Event coordinators are now urging the public to help retrieve ducks from the river. The coast guard has threatened to fine the event hostess, Loretta of Lazy Harry’s Bar & Grill, $50 per duck for littering.


Actual reward is 1 raffle ticket per duck. Prize undetermined.
We would have returned to the river, but we became infected with THE FLU. We have never in our lives been so ill! Although I lost 5 lbs and Tom lost 20, I would not recommend the flu to anyone!

More disappointing than not being able to scoop ducks, is running out of time to put a pancake on Shakespeare’s head!


How was your Spring Break?

Jesus Really DOES Save!

Posted on March 9th, 2009 by Jean

This morning, on Tom’s return trip from dropping Natalie off at school, he was pulled over for speeding. As he was waiting for the officer to do whatever it is officer’s do, Tom noticed something odd in his rear view mirror. “That’s something you don’t see every day”, Tom remarked to the officer. What caught their eye? A man pulling a huge cross along the highway.
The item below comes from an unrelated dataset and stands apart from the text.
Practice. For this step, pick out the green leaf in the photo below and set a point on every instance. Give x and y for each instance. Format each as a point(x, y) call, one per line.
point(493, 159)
The cop took one look at Tom and said, “Today’s your lucky day. Now that we’ve seen Jesus, I’m going to let you go with a warning.”

Tom came home with a gleam in his eye, and I immediately knew something was up. Neither of us could believe his luck! But wait! He hadn’t taken a picture! The man couldn’t have gotten far, so Tom grabbed a camera and headed out. Didn’t take Tom long to find him hauling his cross (which conveniently has wheels on the bottom) further into town. Tom pulled over and snapped his photo. The man waved, approached Tom, and said the photo would cost him one dollar.
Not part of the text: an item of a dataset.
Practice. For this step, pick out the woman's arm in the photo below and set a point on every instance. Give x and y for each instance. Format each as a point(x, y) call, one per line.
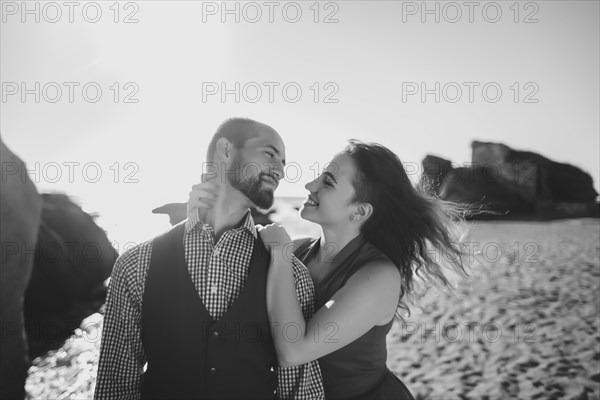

The two struck up a conversation. Tom is so personable, and apparently so is the man with the cross. Turns out his name is Cross Carrier Chuck, and he has been walking across the United States since 2000. It’s a ten year mission, and at the end of it, he’s going to write a book.

Tom gave C.C. Chuck (and his cross) a ride to Laughlin, and enough money to buy him a decent breakfast at any one of the casinos. Chuck’s next destination is, appropriately enough, Sin City.